Perché anche nella città veneta, la città dell’oro, come ha denunciato la Caritas diocesana «aumentano in modo importante le famiglie in difficoltà costrette a chiedere aiuto economico». Sono cresciuti i disoccupati, raggiungendo quota 6,8% nel 2012, e con questi anche gli sfratti. «Negli ultimi tre anni gli sfratti sono aumentati del 70%», spiega Giuliari. E le richieste di accesso a quello che in città chiamano “albergo cittadino”, destinato ai senza fissa dimora, sono in salita. «La struttura ha posti per 40 unità, ma in inverno siamo arrivati fino a 75 ospiti».
Certo, il volontariato aiuta molto.
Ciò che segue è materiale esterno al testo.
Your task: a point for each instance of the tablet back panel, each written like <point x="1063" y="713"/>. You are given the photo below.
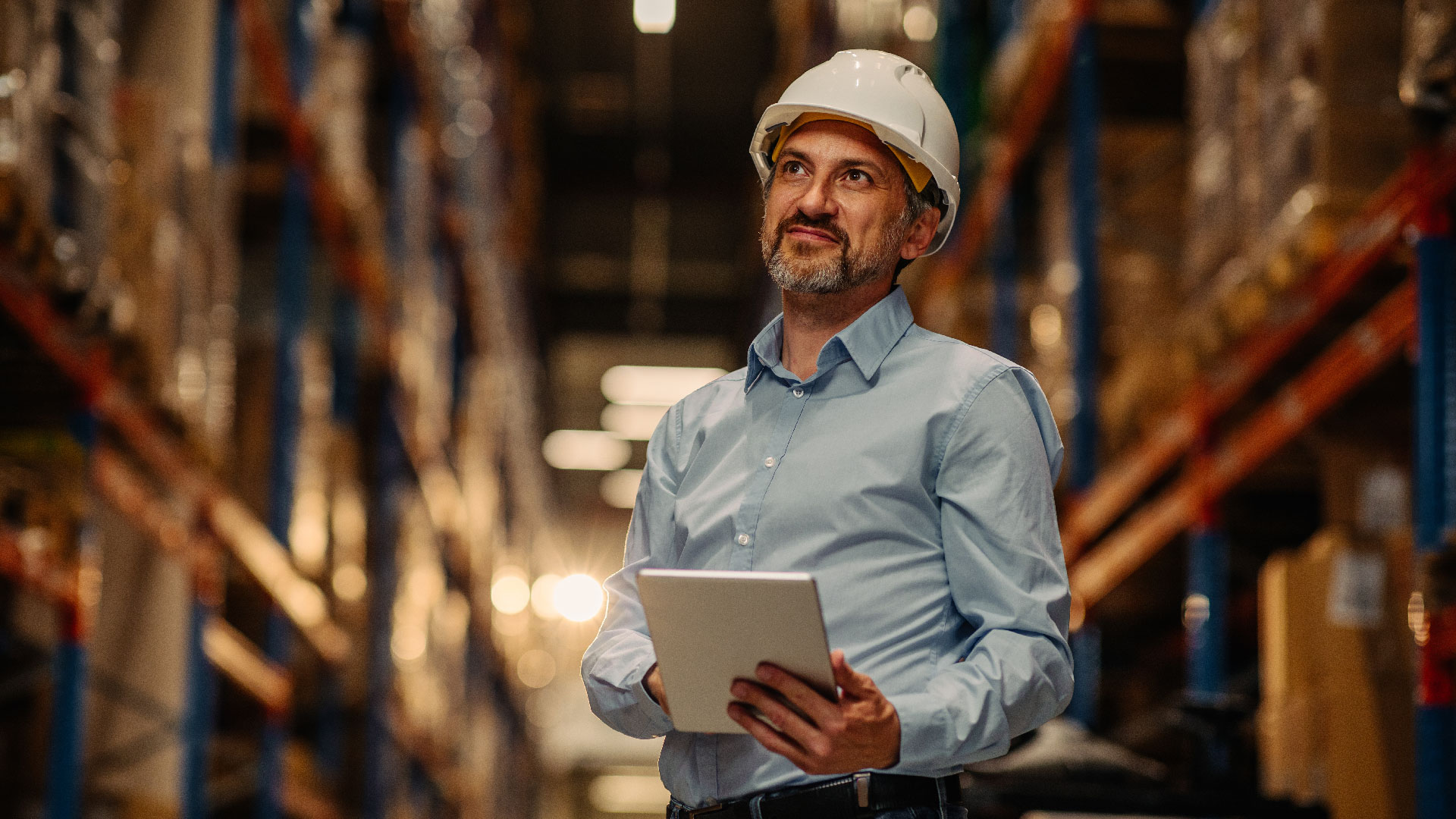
<point x="712" y="627"/>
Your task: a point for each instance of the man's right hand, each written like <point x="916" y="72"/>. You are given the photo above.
<point x="654" y="687"/>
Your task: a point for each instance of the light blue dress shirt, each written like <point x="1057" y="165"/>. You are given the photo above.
<point x="912" y="475"/>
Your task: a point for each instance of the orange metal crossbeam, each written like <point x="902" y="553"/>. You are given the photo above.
<point x="357" y="262"/>
<point x="243" y="664"/>
<point x="1005" y="155"/>
<point x="38" y="573"/>
<point x="224" y="648"/>
<point x="1369" y="238"/>
<point x="88" y="366"/>
<point x="1348" y="362"/>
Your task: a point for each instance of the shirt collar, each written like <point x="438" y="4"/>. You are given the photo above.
<point x="867" y="340"/>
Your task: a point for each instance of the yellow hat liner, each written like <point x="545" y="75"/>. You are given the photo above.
<point x="919" y="174"/>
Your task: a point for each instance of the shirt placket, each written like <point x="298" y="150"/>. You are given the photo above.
<point x="766" y="463"/>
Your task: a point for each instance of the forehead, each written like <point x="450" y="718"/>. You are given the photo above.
<point x="836" y="142"/>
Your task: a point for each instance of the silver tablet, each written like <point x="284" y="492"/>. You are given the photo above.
<point x="714" y="627"/>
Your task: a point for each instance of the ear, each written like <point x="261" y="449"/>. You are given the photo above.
<point x="918" y="241"/>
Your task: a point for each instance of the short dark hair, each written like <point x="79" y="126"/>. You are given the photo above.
<point x="916" y="203"/>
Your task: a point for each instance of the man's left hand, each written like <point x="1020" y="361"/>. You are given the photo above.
<point x="861" y="730"/>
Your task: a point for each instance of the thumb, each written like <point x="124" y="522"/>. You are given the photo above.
<point x="845" y="676"/>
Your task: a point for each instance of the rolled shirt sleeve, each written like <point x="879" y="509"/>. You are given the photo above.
<point x="620" y="656"/>
<point x="1008" y="580"/>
Che significa: servizi a costi zero. «Grazie alla collaborazione con la Caritas, le associazioni e le parrocchie evitiamo che gli stessi aiuti vadano alle stesse persone», dice Giuliari. Ma i 140mila euro «pronti per essere messi a bilancio dal Comune come contributo all’affitto sono rimasti bloccati dopo l’azzeramento del fondo sociale per l’affitto. Così le mille famiglie che prima ricevevano 600-700 euro come rimborso, quest’anno sono rimaste senza».